Мы официально пятого числа к 21 часу уже освободили Тейкарсаари. И соседний остров Меллансаари (сейчас он называется Кормовой) тоже был освобожден. Итак, четвертого и пятого освободили эти острова, а шестого числа заняли все остальные острова, что были в заливе между южной частью и материком. Остался последний остров, он назывался Ламасаари. Он был небольшой, круглый, в диаметре 600 метров, но он был близко к материку. На этот остров был направлен на двух тендерах 1-й штурмовой батальон, с задачей обогнуть Меллансаари и высадиться на этом последнем острове. В ночь с 6 на 7 июля мы все увидели, что финны эти два тендера подбили и они пошли ко дну. И тогда мне начальник разведки дивизии, отдавая мне приказ, спросил: "Вдл, как пошли ко дну?" - "Видел." - "Так кто на этом острове, финны или наши?! Вот тебе лодка, рация, и выясни за эту ночь, кто там. Если финны, то будем туда еще роту высаживать." Сели на лодку, четырехвесельную вчетвером - я и трое моих разведчиков, и пошли. Идем, ночь, и вдруг я смотрю - камень над водой возвышается, и на нем, как зайцы деда Мазая, сидят наши солдаты. Близко нельзя подойти, а то они у меня разрешения не спросят, кинутся ко мне в лодку. Там несколько человек было наших, с потонувших тендеров. "Товарищ старший лейтенант, возьмите!" Я говорю: "Я туда, куда вы не дошли. Как вы думаете, кто там, наши или финны?" - "Не знаем, возьмите нас с собой!" - "Да не могу я вас взять, но если там все будет нормально, то я пришлю лодку, которая вас заберет."

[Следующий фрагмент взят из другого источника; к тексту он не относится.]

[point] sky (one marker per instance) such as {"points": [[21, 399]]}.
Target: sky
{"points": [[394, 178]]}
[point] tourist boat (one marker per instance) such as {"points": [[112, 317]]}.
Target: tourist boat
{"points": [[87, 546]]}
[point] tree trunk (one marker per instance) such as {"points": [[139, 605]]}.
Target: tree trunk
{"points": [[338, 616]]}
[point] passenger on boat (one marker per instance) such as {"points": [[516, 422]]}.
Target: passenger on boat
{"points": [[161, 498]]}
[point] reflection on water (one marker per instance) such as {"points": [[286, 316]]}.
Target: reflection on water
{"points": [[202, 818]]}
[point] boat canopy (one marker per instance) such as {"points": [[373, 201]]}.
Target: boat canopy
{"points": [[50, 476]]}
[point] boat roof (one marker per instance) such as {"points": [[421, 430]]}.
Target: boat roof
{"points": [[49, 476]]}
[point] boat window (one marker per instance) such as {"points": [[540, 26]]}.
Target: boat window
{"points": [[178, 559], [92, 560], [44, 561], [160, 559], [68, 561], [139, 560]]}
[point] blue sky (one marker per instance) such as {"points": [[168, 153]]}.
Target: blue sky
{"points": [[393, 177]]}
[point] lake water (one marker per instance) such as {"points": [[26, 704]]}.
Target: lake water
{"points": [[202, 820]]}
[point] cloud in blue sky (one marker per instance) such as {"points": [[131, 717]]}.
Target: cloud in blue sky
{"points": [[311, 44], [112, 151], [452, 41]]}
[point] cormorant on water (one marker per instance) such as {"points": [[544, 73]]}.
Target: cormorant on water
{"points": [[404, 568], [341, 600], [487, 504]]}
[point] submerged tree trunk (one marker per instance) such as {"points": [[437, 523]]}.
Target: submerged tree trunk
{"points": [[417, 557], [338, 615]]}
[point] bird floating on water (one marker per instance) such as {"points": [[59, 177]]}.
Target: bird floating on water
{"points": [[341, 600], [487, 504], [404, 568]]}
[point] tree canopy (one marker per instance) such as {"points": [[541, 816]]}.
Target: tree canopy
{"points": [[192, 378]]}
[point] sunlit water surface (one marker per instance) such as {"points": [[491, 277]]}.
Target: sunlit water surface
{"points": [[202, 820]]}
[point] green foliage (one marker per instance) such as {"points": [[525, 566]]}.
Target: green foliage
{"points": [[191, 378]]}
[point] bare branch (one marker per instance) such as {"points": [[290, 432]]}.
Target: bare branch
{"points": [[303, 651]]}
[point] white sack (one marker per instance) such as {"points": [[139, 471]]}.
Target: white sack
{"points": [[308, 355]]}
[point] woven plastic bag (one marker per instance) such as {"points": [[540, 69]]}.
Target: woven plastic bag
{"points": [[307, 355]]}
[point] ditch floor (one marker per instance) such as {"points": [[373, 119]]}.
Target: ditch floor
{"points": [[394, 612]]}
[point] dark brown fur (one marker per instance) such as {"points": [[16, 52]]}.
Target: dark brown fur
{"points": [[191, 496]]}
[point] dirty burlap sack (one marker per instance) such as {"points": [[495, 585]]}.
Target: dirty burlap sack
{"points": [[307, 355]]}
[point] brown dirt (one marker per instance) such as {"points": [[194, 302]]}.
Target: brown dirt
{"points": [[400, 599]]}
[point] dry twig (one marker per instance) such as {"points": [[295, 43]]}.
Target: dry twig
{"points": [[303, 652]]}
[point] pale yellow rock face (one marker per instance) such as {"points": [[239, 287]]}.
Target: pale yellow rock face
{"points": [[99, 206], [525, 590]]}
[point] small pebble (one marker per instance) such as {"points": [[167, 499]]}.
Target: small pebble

В примерно 150 метрах от острова финны нас как-то обнаружили и стали обстреливать, очевидно, из минометов. Рядом с лодкой были фонтаны воды, но прямого попадания не было. Я приказал нажать на весла, и с ходу мы выскочили на сушу, и на суше смотрю - фигуры! Я крикнул громко: "Славяне?!" - и мне ответила русская речь. Оказалось, что на острове человек 10 наших, с потопленных тендеров. Вместе с ними прочесали остров и поняли, что финнов на нем нет. По рации это сообщил, отправил лодку к камню. Роту пришлось ждать три дня, и я принял меры к обороне острова. Но финны никаких попыток отбить остров не предпринимали, и к числу 9-10 был приказ - прекратить боевые действия. Это был приказ Говорова. У 59-й Армии было намерение освободить эти острова, высадиться на материк, а там - прямая дорога на Хельсинки. Финляндия вышла из войны и начала переговоры. Мы там остались - кто живой, тот живой, кто убитый, тот убитый. Вся дивизия, вместе с атрполком, и всем, находилась на этих островах. Числа десятого я вернулся с островов в Тронгзунд, где находился наш медсанбат. Появился я там к удивлению многих - "мы видели твой труп, а ты живой!" Чудом можно было остаться там в живых, не быть раненым при том, что я еще не очень хорошо плавал. Но я остался целым и невредимым. Эти все острова заняли остатки 224-й дивизии для гарнизонной службы. Нас вывели под Выборг.

Восточная Пруссия

Дальше мы воевали немного в Польше, немного в Прибалтике, а потом уже Восточная Пруссия, 12 апреля под Кенигсберг. А потом числа шестнадцатого для нас был последний бой, и война в Европе для нас уже кончилась. Там, под Кенигсбергом, был такой эпизод:

Я тогда был начальником разведки 406-го стрелкового полка, и одну операцию я могу рассказать в противовес той неудачной. На переднем крае нашей обороны я увидел мельницу на нашей стороне, и залез на нее. С высоты этой мельницы я увидел немецкий передний край, и сообразил, что в одно место, где у них огневая точка и землянка, можно туда ворваться, всех там поуничтожать и захватить пленного. Я составил план примерно таким образом: вызвал командира минометного взвода, и с высоты этой мельницы, глядя в щелочку, мы пристреляли то место, которое меня интересовало. Во-первых, немцам нельзя было дать понять, что мы пристреливаем именно это место. Он обстреливал по моему заданию то место - пять мин, сюда - десять мин, а потом летела мина, которая меня интересовала, а потом опять - пять мин туда, сюда и так далее. Так что для немцев это был какой-то безалаберный обстрел позиций, а мы скрыли свои намерения. Мы выяснили, что мина летит немногим больше минуты. И он все свои минометы нацелил на то место, которое я ему указал.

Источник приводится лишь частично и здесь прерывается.